URL of the image of an Instagram post

But before we get to that, we need to grab the links to all the posts, so we can find the image link for each of them. The links of an Instagram post have the format https://www.instagram.com/p/B--N-oBKdPL/. To get them, once you get to the profile page, we have to scroll down and look for these links.

My initial idea was to scroll all the way down and then look for all the links. The problem is that the profile page only keeps a certain number of posts loaded in the page and, as you scroll down and load new ones, the previous ones disappear. In my experience, it usually keeps around 30 posts loaded. Therefore, what should be done is to scroll down and get the links. To do this I have created the function get_pictures_links(), which contains the following:

def get_pictures_links(self):
    self.driver.find_element_by_xpath("//a[contains(@href,'/{}')]".format(self.username))\
        .click()

    sleep(2)

    links = []

    last_height = self.driver.execute_script("return document.body.scrollHeight")
    while True:
        self.driver.execute_script("window.scrollTo(0, document.body.scrollHeight);")
        sleep(2)

        links_elements = self.driver.find_elements_by_xpath('//a[contains(@href,"p/")]')

        for elem in links_elements:
            links.append(elem.get_attribute('href'))

        new_height = self.driver.execute_script("return document.body.scrollHeight")
        if new_height == last_height:
            break
        last_height = new_height

    links = list(set(links))
    return links

There are several things to note in the above function:

  • Scrolling is done using JavaScript. To execute JavaScript code on the web, the execute_script() function is used.
  • The height counter is used to know when to stop scrolling down. If it remains in the same position when scrolling as in the previous scroll, it stops.
  • To search for links to posts, look for the corresponding <a> tags. In this case we look for a link tag containing /p in the href attribute.
    • Once we have obtained the tag or, as in this case, the list of tags that meet the criteria, we obtain the attributes themselves, which are the URLs we want. These are saved in the list.
  • Because of the way the grid works, it is normal to end up picking up repeated values, as the tags are unloaded over time, but are kept for several scrolls. Therefore, at the end of the scroll, you do a list(set(links)) to remove duplicates (go to a set, which cannot contain repeats, and then to a list to leave it as before). Doing that leaves the elements out of order, but in this case it doesn’t matter. Of the solutions I found on StackOverflow, that seemed to me to be the cleanest and most adequate for this case.

Get the permalinks to the images

With all the posts, the only thing left to do is to open them one by one and look for the images they contain.

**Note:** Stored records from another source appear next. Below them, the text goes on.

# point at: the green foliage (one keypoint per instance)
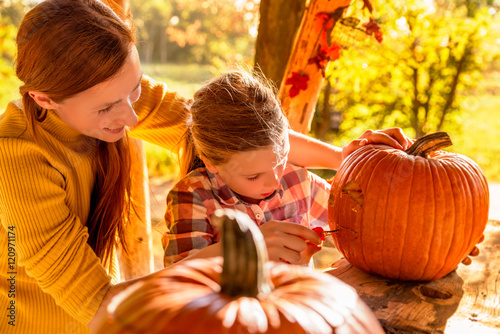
(430, 59)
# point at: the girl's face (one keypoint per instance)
(254, 175)
(103, 111)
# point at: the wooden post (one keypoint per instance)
(300, 108)
(140, 260)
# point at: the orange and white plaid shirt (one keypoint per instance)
(301, 197)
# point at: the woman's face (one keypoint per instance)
(104, 110)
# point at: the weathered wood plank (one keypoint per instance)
(465, 301)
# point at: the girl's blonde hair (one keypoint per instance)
(234, 112)
(65, 47)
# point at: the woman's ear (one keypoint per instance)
(43, 100)
(211, 168)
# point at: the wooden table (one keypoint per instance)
(465, 301)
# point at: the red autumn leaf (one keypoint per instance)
(373, 28)
(368, 5)
(298, 82)
(324, 21)
(326, 54)
(319, 231)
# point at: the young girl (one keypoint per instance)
(241, 135)
(65, 162)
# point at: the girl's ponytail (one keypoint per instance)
(189, 159)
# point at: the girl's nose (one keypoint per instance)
(273, 180)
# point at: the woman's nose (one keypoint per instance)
(129, 117)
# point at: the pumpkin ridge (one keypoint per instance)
(460, 234)
(379, 230)
(429, 216)
(436, 241)
(390, 233)
(453, 218)
(470, 210)
(362, 218)
(404, 236)
(359, 218)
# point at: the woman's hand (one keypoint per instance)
(393, 137)
(290, 242)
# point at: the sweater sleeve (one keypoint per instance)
(51, 241)
(161, 113)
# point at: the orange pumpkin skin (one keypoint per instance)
(186, 299)
(407, 217)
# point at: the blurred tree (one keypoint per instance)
(433, 53)
(278, 24)
(11, 13)
(188, 31)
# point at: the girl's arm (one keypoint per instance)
(187, 219)
(312, 153)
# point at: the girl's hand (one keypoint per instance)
(289, 242)
(393, 137)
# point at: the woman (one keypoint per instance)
(65, 162)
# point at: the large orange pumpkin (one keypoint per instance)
(241, 293)
(408, 215)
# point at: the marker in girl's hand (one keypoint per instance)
(312, 248)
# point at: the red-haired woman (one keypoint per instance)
(65, 162)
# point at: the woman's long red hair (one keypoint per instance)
(65, 47)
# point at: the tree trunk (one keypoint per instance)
(279, 21)
(300, 108)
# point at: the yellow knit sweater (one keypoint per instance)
(50, 279)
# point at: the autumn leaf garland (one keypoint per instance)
(326, 52)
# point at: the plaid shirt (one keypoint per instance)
(301, 198)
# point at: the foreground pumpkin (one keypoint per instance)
(408, 215)
(240, 294)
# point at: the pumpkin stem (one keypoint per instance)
(245, 255)
(430, 143)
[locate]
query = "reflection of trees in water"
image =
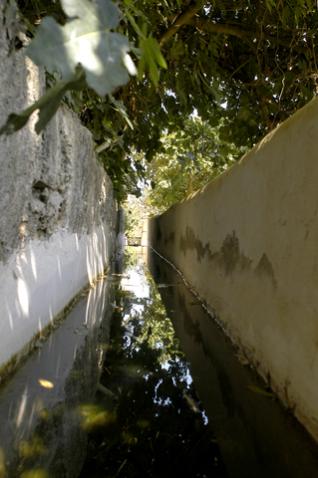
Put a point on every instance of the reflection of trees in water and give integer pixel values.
(160, 429)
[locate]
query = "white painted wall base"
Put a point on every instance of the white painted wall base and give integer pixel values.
(40, 280)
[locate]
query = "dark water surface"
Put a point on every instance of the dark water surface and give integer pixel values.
(139, 381)
(158, 427)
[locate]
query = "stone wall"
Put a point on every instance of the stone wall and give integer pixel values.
(58, 213)
(247, 243)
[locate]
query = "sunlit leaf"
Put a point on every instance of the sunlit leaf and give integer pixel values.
(3, 473)
(32, 448)
(84, 40)
(47, 105)
(46, 383)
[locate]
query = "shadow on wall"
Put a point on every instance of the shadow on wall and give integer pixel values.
(42, 409)
(42, 279)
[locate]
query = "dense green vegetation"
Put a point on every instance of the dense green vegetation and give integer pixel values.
(243, 66)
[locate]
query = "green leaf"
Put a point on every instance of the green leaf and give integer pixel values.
(151, 59)
(87, 41)
(260, 391)
(47, 105)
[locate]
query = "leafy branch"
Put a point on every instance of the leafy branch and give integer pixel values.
(84, 52)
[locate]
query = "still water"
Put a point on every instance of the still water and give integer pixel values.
(181, 402)
(156, 425)
(139, 381)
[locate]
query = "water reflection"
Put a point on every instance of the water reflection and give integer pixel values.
(161, 429)
(45, 408)
(256, 436)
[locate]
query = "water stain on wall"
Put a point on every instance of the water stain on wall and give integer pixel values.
(229, 258)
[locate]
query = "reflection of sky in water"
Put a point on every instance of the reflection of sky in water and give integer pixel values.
(136, 281)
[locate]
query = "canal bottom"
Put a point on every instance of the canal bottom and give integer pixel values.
(148, 420)
(176, 400)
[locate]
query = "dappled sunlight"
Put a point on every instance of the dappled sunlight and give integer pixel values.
(46, 383)
(22, 408)
(93, 416)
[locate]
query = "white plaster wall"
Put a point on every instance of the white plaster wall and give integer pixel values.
(248, 244)
(58, 212)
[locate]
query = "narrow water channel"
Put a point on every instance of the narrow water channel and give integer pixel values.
(154, 381)
(155, 425)
(139, 381)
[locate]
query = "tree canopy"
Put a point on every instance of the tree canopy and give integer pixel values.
(243, 66)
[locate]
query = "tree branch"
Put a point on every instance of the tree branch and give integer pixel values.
(221, 28)
(184, 18)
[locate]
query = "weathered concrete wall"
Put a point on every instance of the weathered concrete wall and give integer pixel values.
(247, 243)
(58, 214)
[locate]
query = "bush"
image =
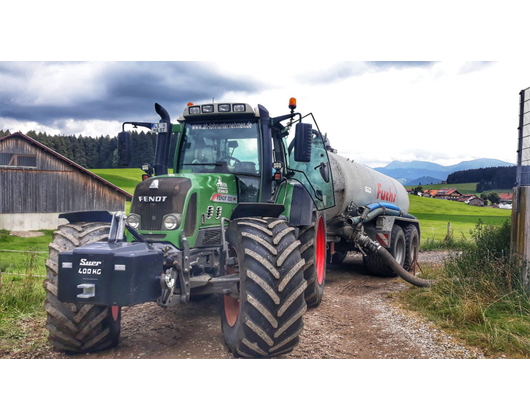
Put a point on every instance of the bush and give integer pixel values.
(481, 294)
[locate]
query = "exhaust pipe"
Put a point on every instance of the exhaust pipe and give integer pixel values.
(162, 144)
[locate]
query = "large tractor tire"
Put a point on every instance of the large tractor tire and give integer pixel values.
(376, 265)
(313, 249)
(266, 320)
(76, 327)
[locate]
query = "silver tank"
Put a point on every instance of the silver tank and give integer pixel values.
(360, 185)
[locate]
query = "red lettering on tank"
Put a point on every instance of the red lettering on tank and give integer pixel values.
(386, 195)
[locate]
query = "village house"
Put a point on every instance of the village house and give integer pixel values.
(448, 194)
(506, 198)
(37, 184)
(477, 202)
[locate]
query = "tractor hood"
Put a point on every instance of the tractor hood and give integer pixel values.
(156, 197)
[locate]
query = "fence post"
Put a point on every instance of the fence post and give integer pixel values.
(520, 235)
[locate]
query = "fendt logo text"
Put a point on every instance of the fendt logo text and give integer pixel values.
(152, 199)
(386, 195)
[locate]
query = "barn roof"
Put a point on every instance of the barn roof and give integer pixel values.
(127, 195)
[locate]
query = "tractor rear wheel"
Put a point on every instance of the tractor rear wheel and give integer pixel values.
(78, 327)
(266, 319)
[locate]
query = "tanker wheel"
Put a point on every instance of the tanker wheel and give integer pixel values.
(313, 249)
(376, 265)
(266, 320)
(78, 327)
(412, 243)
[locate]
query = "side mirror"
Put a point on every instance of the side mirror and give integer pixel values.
(302, 143)
(324, 171)
(124, 149)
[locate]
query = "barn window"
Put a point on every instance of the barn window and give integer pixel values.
(13, 159)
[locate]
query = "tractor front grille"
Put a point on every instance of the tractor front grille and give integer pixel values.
(156, 197)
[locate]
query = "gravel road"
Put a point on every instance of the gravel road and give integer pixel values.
(357, 319)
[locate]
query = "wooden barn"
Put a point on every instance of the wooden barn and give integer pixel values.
(37, 184)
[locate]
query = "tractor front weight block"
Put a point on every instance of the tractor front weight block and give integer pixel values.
(112, 274)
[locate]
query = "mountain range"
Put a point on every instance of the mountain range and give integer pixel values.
(416, 172)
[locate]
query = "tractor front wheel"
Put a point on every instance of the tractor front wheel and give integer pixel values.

To do this, I have created the function get_picture(), to which I pass each of the links I have previously obtained and look for the image to download it.

def get_picture(self, link):
    self.driver.get(link)
    sleep(2)
    try:
        img_element = self.driver.find_element_by_xpath('//img[contains(@class,"FFVAD")]')
        url = img_element.get_attribute('src')
        time_element = self.driver.find_elements_by_tag_name('time')
        timestamp = time_element[0].get_attribute('datetime')
        if url is not None and timestamp is not None:
            timestamp = timestamp.replace(':', '-')
            timestamp = timestamp.replace('.', '-')
            print(url)
            urllib.request.urlretrieve(url, timestamp + '.jpg')
    except:
        pass

Ignoring that I don’t deal with the exception (and I should), this is where the magic really happens and where there are the most problems. At the moment the easiest way I’ve found to get the tag that contains the actual image is to search for it via its class. The names of all the classes used in the HTML of the Instagram website are minimized or obfuscated. But, based on the testing I’ve been doing, they don’t change over time, so I’m using that class name. Once you know how to do it, it’s very easy to find the tag with Seleniun and get the URL.

Also, to save the images I also get the timestamp of when the post was published. From there, you just need to download the image with urllib.

Summary

The bot has many parts with room for improvement. So far I haven’t talked about posts that contain a video or posts that contain several images. I will improve it over time, but I think that as it stands it is a good way to understand how to do basic web scraping. I’m going to leave the code in a GitHub repository, where you will be able to see these improvements.

What about the Instagram API?

At this point, perhaps someone is wondering why do all this and not use Instagram’s API directly. On the one hand, I know there is a new API, but I don’t know it. My goal is to try to do the same thing that this tool does but with this API. The one I know is the previous API, which I think is limited and will soon be obsolete.

Still, the goal of this bot is not to depend on whether Instagram is going to allow you to get those images or not. After all, once you’re logged into the app, you can technically grab as many images as you want, so you should be able to do it programmatically as well.

In the end, it’s not about whether Instagram will let you do it or not, it’s about: if you can, why not?